И герой рассказа «Старуха» пытается написать рассказ – о чудотворце, который не творил чудес, ему достаточно было осознания, что он может сотворить чудо. Его выселили из квартиры, хотя он мог избежать этого выселения, его переселили в сарай, хотя он мог сделать этот сарай кирпичным домом, и так он и умер, не сотворив ни одного чуда.
Мучительная тоска по чуду, мучительная жажда чуда, чуда в религиозном смысле, библейского, необъяснимого, незаслуженного, никак не связанного с земным поведением, пронизывает всего Хармса. И в «Старухе» это чудо поразительным образом происходит. Оно приходит, как часто у Хармса, в сниженном виде: из-за съеденных сырых сарделек у героя случается понос. Пока он в поезде бежит осуществлять насущную необходимость, тут-то у него чемодан со старухой и крадут.

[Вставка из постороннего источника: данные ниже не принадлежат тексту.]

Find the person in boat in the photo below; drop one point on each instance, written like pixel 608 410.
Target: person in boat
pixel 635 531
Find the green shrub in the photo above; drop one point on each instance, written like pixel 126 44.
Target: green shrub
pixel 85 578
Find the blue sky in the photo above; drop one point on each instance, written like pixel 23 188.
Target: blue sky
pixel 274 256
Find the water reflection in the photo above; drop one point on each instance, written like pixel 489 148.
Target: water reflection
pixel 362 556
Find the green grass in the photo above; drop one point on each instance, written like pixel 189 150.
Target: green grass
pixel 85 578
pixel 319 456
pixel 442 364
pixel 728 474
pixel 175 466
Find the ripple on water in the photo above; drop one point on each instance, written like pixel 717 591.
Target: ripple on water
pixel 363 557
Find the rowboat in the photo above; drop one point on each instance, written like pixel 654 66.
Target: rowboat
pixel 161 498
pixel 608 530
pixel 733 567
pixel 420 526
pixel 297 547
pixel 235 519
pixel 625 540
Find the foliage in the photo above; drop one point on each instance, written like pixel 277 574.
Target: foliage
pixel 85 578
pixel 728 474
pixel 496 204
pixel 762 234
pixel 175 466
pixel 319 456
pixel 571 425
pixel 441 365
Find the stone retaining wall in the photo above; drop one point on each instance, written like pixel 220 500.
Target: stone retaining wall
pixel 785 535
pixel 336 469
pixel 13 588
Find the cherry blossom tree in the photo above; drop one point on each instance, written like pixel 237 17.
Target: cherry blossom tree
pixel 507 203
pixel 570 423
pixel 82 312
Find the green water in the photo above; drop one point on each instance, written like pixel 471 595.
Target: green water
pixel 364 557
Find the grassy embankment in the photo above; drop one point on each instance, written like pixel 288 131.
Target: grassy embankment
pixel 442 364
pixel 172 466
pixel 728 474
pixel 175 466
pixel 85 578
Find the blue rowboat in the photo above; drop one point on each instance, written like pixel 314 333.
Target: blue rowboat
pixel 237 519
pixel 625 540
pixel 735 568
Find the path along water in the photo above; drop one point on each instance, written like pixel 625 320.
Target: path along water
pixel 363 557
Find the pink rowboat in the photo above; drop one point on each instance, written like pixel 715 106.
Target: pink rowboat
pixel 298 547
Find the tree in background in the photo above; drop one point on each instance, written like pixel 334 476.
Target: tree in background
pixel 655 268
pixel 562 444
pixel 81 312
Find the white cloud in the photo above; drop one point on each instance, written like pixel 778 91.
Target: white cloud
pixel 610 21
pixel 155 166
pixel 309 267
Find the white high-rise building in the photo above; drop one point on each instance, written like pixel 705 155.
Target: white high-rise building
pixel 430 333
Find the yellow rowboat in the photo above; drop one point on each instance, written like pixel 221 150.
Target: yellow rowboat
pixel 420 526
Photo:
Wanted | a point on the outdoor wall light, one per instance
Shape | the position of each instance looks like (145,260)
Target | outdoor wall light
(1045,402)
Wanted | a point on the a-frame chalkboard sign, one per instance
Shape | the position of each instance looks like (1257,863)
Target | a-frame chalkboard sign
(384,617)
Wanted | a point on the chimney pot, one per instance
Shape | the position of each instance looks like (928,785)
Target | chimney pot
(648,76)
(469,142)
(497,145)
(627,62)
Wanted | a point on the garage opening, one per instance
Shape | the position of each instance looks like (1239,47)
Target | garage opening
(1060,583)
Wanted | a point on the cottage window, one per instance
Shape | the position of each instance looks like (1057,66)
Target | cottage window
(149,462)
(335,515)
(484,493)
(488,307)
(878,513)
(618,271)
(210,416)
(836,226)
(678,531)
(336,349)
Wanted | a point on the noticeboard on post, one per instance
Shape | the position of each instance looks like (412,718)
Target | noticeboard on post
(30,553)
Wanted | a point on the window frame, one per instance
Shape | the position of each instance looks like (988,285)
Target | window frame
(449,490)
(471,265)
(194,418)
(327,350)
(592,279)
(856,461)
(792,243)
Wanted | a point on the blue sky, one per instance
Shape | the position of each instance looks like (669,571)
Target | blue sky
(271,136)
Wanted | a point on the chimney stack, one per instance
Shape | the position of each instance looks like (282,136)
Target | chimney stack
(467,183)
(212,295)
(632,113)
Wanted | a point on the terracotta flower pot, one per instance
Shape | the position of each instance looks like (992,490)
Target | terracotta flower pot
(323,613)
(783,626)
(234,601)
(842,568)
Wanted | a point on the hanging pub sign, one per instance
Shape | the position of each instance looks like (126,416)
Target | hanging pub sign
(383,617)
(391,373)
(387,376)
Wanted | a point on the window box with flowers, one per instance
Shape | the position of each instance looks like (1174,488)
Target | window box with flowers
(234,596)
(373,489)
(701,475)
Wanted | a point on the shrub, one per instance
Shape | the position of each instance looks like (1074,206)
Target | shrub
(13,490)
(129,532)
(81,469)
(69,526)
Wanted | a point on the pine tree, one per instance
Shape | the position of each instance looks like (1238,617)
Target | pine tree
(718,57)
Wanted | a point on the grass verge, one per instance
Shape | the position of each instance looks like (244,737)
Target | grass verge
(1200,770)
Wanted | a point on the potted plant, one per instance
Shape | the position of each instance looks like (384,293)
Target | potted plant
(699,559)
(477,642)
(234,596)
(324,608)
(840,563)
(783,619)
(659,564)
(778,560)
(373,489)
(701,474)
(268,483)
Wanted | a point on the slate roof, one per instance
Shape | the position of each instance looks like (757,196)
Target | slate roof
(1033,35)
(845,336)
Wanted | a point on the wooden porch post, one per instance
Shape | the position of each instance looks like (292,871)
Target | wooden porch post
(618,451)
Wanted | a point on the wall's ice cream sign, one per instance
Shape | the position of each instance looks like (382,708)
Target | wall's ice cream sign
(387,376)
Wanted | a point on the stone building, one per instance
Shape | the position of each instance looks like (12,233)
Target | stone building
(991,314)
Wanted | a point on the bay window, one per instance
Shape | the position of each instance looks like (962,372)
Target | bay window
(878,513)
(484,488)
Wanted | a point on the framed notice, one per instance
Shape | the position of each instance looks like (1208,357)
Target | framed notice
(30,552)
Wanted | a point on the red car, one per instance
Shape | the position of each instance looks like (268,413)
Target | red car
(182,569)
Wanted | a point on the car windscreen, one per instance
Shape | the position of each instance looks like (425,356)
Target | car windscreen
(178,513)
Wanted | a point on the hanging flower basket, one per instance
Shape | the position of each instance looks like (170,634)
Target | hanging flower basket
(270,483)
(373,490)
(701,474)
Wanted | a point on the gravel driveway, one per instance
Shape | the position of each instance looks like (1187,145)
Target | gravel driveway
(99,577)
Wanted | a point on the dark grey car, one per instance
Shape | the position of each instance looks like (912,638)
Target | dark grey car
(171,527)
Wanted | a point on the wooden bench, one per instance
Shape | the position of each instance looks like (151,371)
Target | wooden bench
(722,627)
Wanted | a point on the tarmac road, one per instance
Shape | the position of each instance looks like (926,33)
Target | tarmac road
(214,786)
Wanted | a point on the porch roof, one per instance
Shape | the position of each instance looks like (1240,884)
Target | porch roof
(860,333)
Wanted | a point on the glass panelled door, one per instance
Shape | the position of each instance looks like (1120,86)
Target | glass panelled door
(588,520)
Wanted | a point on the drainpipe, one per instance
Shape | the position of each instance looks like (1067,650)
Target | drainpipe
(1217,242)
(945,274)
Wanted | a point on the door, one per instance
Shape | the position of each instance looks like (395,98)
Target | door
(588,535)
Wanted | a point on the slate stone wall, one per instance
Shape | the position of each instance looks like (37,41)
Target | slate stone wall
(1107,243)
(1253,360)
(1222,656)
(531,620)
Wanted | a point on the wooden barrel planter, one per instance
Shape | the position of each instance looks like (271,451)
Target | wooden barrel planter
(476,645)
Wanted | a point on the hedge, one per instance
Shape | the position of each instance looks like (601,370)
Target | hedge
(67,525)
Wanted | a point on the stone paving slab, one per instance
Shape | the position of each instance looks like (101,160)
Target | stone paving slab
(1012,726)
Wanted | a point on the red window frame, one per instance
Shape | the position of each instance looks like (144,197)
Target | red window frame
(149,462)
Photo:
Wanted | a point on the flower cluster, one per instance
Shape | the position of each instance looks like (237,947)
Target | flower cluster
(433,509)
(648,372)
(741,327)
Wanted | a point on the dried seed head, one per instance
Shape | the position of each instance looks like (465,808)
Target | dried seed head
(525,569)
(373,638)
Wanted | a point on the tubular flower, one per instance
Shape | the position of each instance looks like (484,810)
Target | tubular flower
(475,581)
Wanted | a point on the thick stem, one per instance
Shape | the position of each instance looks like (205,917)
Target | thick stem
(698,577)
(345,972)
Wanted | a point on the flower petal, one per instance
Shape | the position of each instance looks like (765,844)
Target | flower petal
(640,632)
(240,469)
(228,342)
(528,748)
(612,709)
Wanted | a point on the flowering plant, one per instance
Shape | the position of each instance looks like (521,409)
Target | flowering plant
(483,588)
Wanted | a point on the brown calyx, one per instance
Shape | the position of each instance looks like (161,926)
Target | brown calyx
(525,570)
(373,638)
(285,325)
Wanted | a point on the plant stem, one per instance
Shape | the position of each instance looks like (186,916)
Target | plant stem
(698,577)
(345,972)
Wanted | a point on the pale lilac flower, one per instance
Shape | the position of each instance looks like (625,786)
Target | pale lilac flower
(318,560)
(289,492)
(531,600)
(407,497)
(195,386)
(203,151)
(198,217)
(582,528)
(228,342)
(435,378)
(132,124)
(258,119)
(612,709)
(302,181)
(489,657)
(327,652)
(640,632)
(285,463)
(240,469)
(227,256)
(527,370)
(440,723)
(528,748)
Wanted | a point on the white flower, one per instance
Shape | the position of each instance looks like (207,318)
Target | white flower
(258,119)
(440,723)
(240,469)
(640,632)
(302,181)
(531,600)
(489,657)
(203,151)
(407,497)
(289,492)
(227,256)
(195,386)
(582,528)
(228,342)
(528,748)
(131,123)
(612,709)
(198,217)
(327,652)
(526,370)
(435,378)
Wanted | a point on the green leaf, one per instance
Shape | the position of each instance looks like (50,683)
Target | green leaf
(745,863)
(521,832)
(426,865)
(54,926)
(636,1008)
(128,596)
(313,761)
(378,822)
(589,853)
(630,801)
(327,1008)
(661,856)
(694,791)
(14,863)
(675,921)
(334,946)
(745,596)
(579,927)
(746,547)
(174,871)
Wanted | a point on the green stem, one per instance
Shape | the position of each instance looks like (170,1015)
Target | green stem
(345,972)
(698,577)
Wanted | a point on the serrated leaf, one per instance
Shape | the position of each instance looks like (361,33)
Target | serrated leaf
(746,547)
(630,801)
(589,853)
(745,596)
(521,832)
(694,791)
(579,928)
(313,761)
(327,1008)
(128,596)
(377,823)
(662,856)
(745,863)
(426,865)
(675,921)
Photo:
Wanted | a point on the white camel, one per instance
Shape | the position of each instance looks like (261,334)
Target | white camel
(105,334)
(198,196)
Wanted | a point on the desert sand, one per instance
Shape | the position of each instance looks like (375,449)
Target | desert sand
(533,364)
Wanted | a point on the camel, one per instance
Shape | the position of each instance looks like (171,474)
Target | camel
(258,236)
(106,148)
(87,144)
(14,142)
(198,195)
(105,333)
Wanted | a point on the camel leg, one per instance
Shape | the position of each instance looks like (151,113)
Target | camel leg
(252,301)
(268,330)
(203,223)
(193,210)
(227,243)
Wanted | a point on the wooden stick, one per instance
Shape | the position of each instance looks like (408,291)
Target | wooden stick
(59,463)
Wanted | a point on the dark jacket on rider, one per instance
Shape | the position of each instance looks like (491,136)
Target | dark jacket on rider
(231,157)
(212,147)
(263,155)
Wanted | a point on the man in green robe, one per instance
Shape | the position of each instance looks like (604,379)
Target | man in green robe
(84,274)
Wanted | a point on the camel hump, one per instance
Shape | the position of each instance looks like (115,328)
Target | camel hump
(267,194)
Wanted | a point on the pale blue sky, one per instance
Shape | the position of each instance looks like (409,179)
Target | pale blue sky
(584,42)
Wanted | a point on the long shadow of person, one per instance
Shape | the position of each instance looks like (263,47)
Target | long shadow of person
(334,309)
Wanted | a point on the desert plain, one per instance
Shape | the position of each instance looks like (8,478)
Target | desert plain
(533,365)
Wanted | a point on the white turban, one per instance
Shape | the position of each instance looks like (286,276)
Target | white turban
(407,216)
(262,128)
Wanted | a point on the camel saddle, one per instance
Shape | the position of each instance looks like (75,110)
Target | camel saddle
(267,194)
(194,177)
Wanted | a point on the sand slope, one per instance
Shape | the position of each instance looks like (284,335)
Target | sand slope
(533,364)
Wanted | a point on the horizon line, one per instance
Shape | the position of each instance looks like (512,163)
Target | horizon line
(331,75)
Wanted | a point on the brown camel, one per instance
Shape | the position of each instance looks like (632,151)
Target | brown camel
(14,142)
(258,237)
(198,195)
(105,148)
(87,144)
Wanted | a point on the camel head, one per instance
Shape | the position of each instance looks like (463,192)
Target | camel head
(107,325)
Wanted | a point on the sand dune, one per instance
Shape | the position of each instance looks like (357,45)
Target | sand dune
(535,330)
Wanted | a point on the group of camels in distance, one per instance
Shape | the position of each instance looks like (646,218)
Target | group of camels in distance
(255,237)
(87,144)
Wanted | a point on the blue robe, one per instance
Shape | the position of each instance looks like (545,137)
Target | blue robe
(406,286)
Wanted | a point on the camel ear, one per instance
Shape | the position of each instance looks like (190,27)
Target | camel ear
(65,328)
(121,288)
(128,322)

Немало разных вариантов ответа на вопрос, что, собственно, есть эта старуха. По одной точке зрения, старуха – вообще советская власть. Не случайно появляется у Аксенова в гениальном рассказе «Рандеву» Смердящая Дама. Эта Смердящая Дама символизирует собой любую власть – власть мира, власть смерти, власть тела и так далее. И страшный ужас этой телесной власти герой сбрасывает. Пусть через непристойность, через абсурд, в конце концов, через обсценность, но он ее сбрасывает:
Никогда, никогда он не поцелует даже краешек платья этой Дамы. …знай – прикоснешься к ней и уже не уйдешь, высосет из тебя ум и честь, и юную ловкость, и талант, и твою любовь. Лучше погибнуть!
Может быть, в этом наше утешение.
И у Хармса есть замечательное утешение. Странным образом доктор всегда и у Хармса, и у Кафки является носителем конечной мудрости. Это восходит к Фаусту, доктор всегда такая фигура, которая знает ответ. Оставшийся без названия рассказ Хармса удивительным образом повторяет фабулу «Сельского врача». Героя Кафки вызывают к юноше, у которого на бедре гнойная язва, полная червей, и доктор понимает, что не может юношу спасти, может только утяжелить его страдания. И у Хармса мечется на постели полупрозрачный юноша, а рядом рыдает кто-то, видимо мать, и стоит кто-то в крахмальном воротничке, видимо доктор. Или, как можем мы подумать, пастор. Юноша спрашивает: «Доктор, скажите мне откровенно: я умираю?» И доктор, а на самом деле, конечно, Хармс, ухмыляясь, отвечает ему прекрасной фразой: «Ваше положение таково, что понять вам его невозможно».
Это звучит страшновато, но вместе с тем утешительно. Когда в эпоху торжествующего абсурда, торжествующей дикости, торжествующего дворника, разорванной традиции, утраты смысла нам кажется, что положение наше безнадежно, что положение наше таково, что мы его осознать не можем, – это значит, возможность чуда для нас остается всегда.